Multiply that complexity with every embedded component and it becomes likely that after a year or two, one component or another will become obsolete. As a product vendor, you can find a functional replacement for the obsolete component, but if you no longer have support from the component vendor, is your vulnerability process still compliant?
Will you have to swap out every obsolete component in the servers you have already sold? This would change completely the economics of the manufacturing industry.
We have reached dangerous ground, where the regulator gives value to the bug, and denies value to the patch.
Where the CRA could backfire
Despite these shortcomings, in my opinion the worst impacts are elsewhere in this regulation. It’s not from the legal part of the text (the Articles) but from Annex I. The last point of this annex refers to an operator’s obligation to “ensure that, where security patches or updates are available to address identified security issues, they are disseminated without delay and free of charge, accompanied by advisory messages providing users with the relevant information, including on potential action to be taken.”
The other part of the vicious circle comes from item 36 in the preamble to the CRA, which promotes bug bounties. I have already expressed concern about this, but I think we have now reached dangerous ground. Here, the regulator not only gives value to the bug and the vulnerability, but also denies value to the security patch.
This approach could be detrimental to the security of many products, because open-source developments are often financed by their support, and especially their security support. For example, the widely-used OpenSSL library is supported by an organization whose revenues come partly from providing extended support on previous versions of its library.

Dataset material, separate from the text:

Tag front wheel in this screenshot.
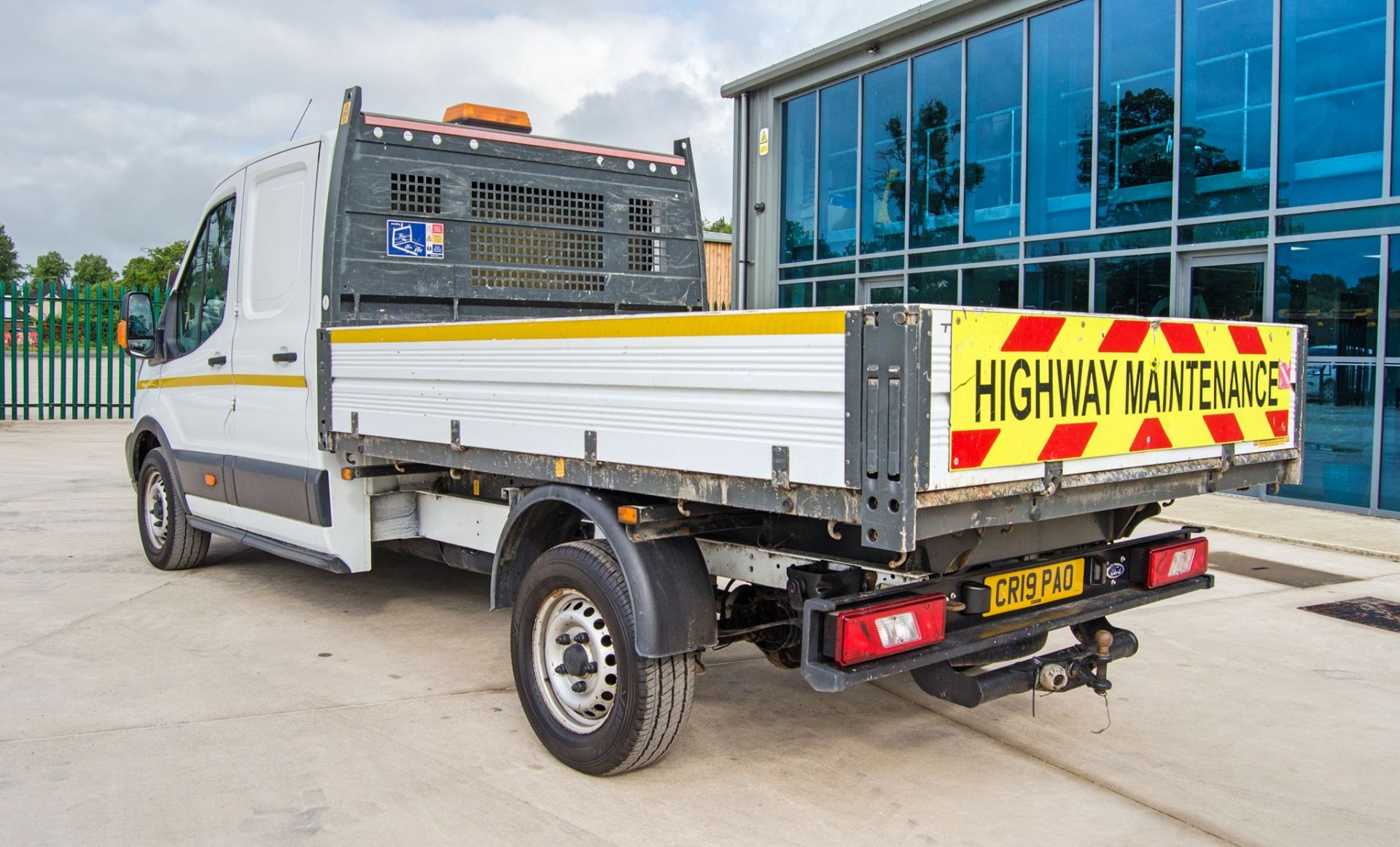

Companies pay for this support because they want to have security fixes guaranteed for a long period, and because the stability of their products is not compatible with the never-ending development of new features. On the other end, making new versions available free-of-charge allows companies to rapidly implement new features, test them, and propose them in their new products.
Enforcing an obligation to work for free seems counterintuitive to me. Why incentivize bug finding but not security patching? If you pay for security patches, it’s more likely that you will apply them!
Given the legal risk and the amount of the penalties, some hackers could also be tempted to ransom companies by threatening to disclose their vulnerabilities. If you risk €150 million in penalties, you may opt to pay €1 million to prevent a public disclosure. Unless I’m wrong, the CRA puts the obligation on operators to disclose the vulnerability of their products to ENISA. The hackers are under no obligation to disclose vulnerabilities to the operators, to the market surveillance authorities, or to ENISA.
In my opinion, this obligation should be enforced free-of-charge — not the security patches, which require a lot of cost and effort to properly develop and validate, and which can be embedded in larger upgrade packages. Again, the purpose is to mitigate cybersecurity risks, not to obtain security for free, because this won’t happen.
The new Cyber Resilience Act is a step in the right direction to improve the security of the digital products we all rely on. However, I feel strongly that a few of the requirements must be reconsidered before it comes into force, in order to avoid some of the negative consequences outlined above.